Now, initialize the replica set, by using the mongosh command to invoke the rs.initiate() operation.

export MONGODB_URL="mongodb://localhost/"
docker run -i --rm --network=host docker.io/mongo:8 mongosh ${MONGODB_URL} <<EOF

disableTelemetry()
config = {
    _id: "rs-testdrive",
    members: [{ _id : 0, host : "localhost:27017"}]
};
rs.initiate(config);

EOF

Install

Acquire and set up the basic relay program.

# Install dependencies.
pip install 'commons-codec[mongodb]' pymongo sqlalchemy-cratedb

# Download program.
wget https://github.com/daq-tools/commons-codec/raw/main/examples/mongodb_cdc_cratedb.py

Usage

Configure settings.

export CRATEDB_SQLALCHEMY_URL="crate://"
export MONGODB_URL="mongodb://localhost/"

Invoke relay program.

python mongodb_cdc_cratedb.py cdc-relay

Invoke database workload.

python mongodb_cdc_cratedb.py db-workload

Troubleshooting

When you see this message on MongoDB’s server log, it indicates you tried to configure a replica set, but did not initialize it yet.

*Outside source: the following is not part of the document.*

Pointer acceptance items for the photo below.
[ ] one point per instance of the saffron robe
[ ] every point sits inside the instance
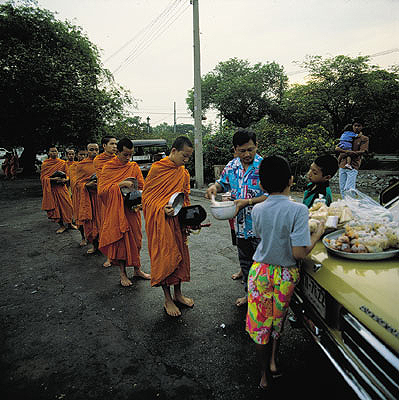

pymongo.errors.OperationFailure: The $changeStream stage is only supported on
replica sets, full error: {'ok': 0.0, 'errmsg': 'The $changeStream stage is
only supported on replica sets', 'code': 40573, 'codeName': 'Location40573'}

When you see a Failed to refresh key cache error message on MongoDB’s server log, it indicates the server has been successfully running a replica set last time, but, again, it has not been correctly initialized.